I think my sense of smell is more visual - I have no idea what I'm smelling but I can often associate it with a memory. Perfumes are particularly atmospheric for me. And so, though Luca Turin argues in his most recent book, The Secret of Scent, that fragrances are not about memory, I have to disagree. I think fragrances are about imagination, and memory is an integral part of fantasy.
All this is to say that Wallace Stevens is exactly right - pears are not nudes or bottles, they resemble nothing else. But describing the scent of a pear is completely impossible except by metaphor and analogy. Like stanza five, the yellow pear of Petite Cherie glistens and flowers over the skin but in another, less elegant formulation (or to a less sensitive nose) the pears could simply amount to blobs on a green cloth. You won't see or smell or taste pear the way I do, which is why it could evoke for one person a breeze through a willow tree and for another, it might be the essence of "eating peaches on the Black Sea beach"** with one's grandfather.
Even from one pear to the next, there will be surprise. Try Jean Patou's Sira des Indes, a visually gorgeous gourmand fragrance the color of a ripe apricots which smells both classy and dirty. Sira is only distantly related to Cherie, and each gains it's own life on the skin - these are not pears as you thought you understood pears. This is the imaginative genius of the perfumer.
*In the first line of the poem, Opusculum Paedagogum refers to "a little work that teaches."
** Description of Bulgari Black and Petite Cherie by Victoria of Boisdejasmin.
A few of the many fragrances featuring pear:
Annick Goutal - Petite Cherie
Black Phoenix Alchemy Lab - Titania
Chopard - Wish Pink Diamond
Comme des Garcons - Series 8: Guerilla 1
Comptoir Sud Pacifique - Vanille Pitahaya
Jean Patou - Sira des Indes
Miller et Bertaux - Close Your Eyes And...(Bois de Gaiac et Poire)

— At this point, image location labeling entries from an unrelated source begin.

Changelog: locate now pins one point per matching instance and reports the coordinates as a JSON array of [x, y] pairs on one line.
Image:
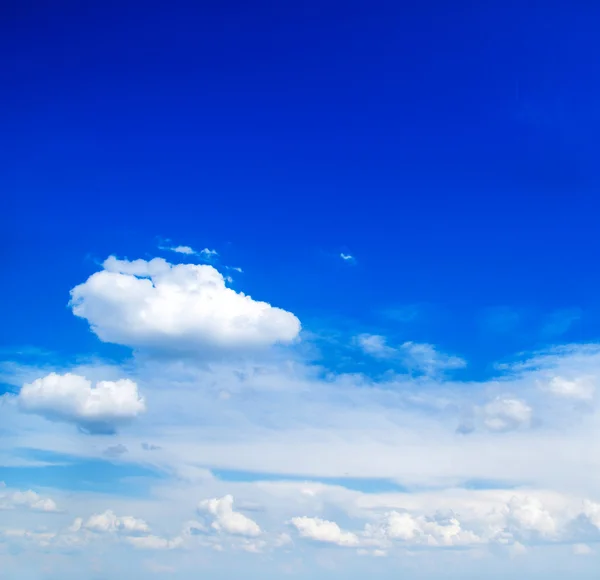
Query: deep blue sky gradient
[[451, 147]]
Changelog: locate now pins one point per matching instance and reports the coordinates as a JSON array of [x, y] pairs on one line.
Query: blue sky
[[332, 260]]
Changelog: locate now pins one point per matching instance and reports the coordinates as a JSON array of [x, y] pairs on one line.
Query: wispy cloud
[[206, 254], [421, 357]]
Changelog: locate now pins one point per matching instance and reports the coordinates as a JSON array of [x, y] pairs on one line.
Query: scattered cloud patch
[[207, 254], [420, 357], [150, 447], [506, 414], [72, 398], [560, 322], [579, 388], [375, 345], [226, 519], [325, 531], [115, 450], [183, 307], [109, 523], [28, 500]]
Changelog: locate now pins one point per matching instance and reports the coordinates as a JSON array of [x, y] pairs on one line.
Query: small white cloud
[[227, 520], [73, 399], [324, 531], [183, 307], [28, 500], [208, 254], [425, 358], [183, 250], [152, 542], [581, 388], [109, 523], [582, 550], [115, 450], [416, 356], [506, 414], [375, 345]]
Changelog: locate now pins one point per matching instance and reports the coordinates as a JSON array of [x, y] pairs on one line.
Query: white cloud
[[152, 542], [582, 550], [425, 358], [430, 531], [226, 519], [109, 523], [29, 500], [72, 398], [182, 307], [183, 250], [375, 345], [324, 531], [506, 414], [581, 388], [528, 514], [206, 253], [416, 356]]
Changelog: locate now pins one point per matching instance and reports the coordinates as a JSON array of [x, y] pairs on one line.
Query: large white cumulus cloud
[[185, 306], [73, 399]]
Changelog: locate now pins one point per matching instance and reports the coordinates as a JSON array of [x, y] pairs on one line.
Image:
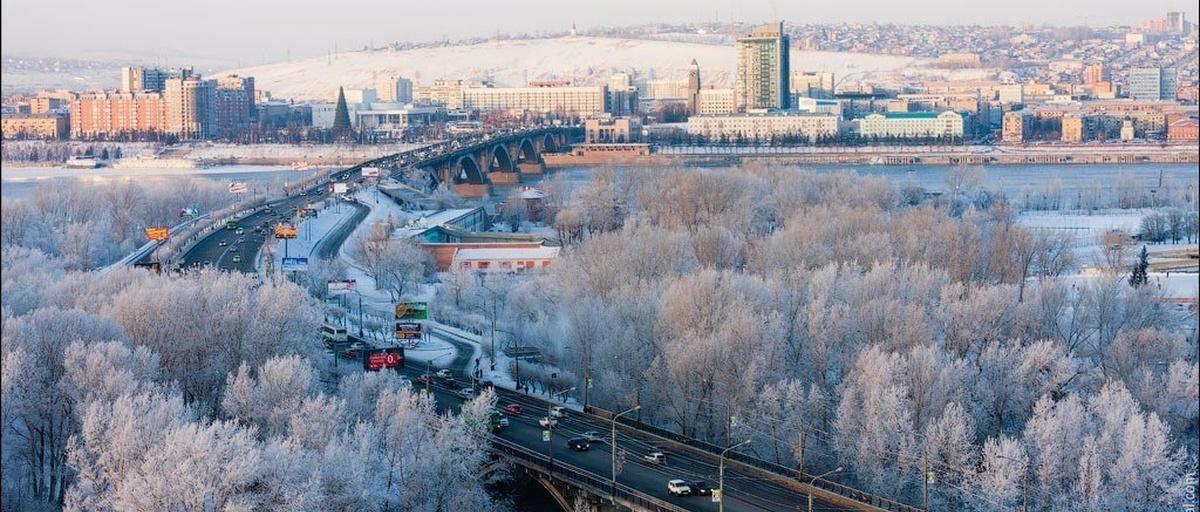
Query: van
[[334, 333]]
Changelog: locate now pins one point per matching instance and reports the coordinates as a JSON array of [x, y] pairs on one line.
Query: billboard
[[285, 232], [340, 287], [412, 311], [157, 233], [294, 264], [408, 330], [381, 359]]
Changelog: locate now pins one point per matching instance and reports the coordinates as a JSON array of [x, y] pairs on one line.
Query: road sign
[[340, 287], [412, 311], [294, 264], [157, 233], [285, 232]]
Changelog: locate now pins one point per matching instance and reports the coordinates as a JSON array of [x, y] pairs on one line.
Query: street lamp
[[720, 482], [814, 485], [613, 495]]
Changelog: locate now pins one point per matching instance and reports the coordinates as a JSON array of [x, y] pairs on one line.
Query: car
[[678, 488], [594, 437]]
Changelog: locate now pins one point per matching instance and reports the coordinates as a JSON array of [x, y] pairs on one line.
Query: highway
[[744, 492]]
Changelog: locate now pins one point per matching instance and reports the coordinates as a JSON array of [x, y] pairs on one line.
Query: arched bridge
[[472, 166]]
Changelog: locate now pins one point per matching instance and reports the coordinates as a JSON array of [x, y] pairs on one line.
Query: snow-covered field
[[511, 62]]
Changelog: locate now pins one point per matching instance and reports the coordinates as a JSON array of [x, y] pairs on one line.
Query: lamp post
[[613, 495], [720, 482], [814, 483]]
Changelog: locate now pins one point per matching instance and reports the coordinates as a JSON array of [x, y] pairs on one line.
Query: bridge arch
[[549, 143], [501, 161], [466, 170], [527, 152]]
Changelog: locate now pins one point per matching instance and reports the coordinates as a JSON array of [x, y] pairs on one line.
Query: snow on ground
[[511, 62]]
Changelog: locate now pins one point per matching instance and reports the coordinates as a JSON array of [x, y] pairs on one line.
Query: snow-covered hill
[[513, 62]]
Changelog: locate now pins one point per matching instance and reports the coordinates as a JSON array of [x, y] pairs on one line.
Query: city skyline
[[279, 34]]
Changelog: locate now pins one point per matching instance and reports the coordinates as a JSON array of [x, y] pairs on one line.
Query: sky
[[256, 31]]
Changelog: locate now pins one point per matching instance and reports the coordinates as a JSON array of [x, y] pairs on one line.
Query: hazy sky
[[251, 31]]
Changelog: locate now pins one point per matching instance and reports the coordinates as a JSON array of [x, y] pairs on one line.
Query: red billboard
[[381, 359]]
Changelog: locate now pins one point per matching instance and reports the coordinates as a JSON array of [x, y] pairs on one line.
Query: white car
[[594, 437], [678, 488]]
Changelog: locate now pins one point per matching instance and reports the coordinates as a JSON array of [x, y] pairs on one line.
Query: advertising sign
[[408, 330], [340, 287], [294, 264], [285, 232], [381, 359], [412, 311], [157, 233]]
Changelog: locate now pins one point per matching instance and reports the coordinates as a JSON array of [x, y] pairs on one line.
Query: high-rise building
[[190, 107], [1152, 83], [393, 89], [693, 88], [762, 77], [139, 79], [1096, 73]]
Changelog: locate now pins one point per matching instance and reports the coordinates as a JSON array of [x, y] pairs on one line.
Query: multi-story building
[[394, 89], [763, 73], [912, 125], [233, 104], [1073, 128], [1152, 83], [761, 126], [811, 84], [612, 130], [100, 114], [1013, 127], [34, 126], [556, 100], [149, 79], [622, 95], [717, 102]]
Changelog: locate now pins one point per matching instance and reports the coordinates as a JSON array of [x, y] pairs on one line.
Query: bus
[[334, 333]]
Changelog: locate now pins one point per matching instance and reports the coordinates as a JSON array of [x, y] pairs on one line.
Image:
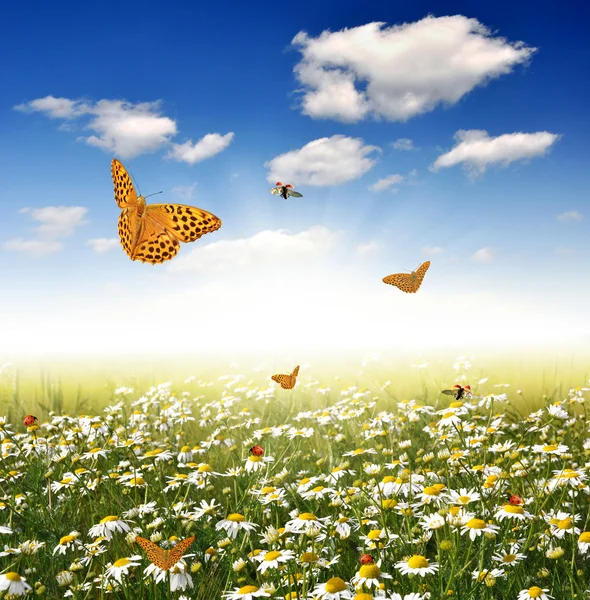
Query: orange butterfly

Miller Harris - Coeur d'Ete
Robert Piguet - Visa
Tocca - Florence
Victoria's Secret - Pear Glace
Voluspa - Golden Pear Palo Santo (Autumn) candle
Yosh Han - U4EAHH! 2.43
Poem: "Study of Two Pears" by Wallace Stevens. From A Book of Luminous Things: An International Anthology of Poetry. Edited by Czeslaw Milosz. Harcourt Brace & Company, 1996. pp. 64-65.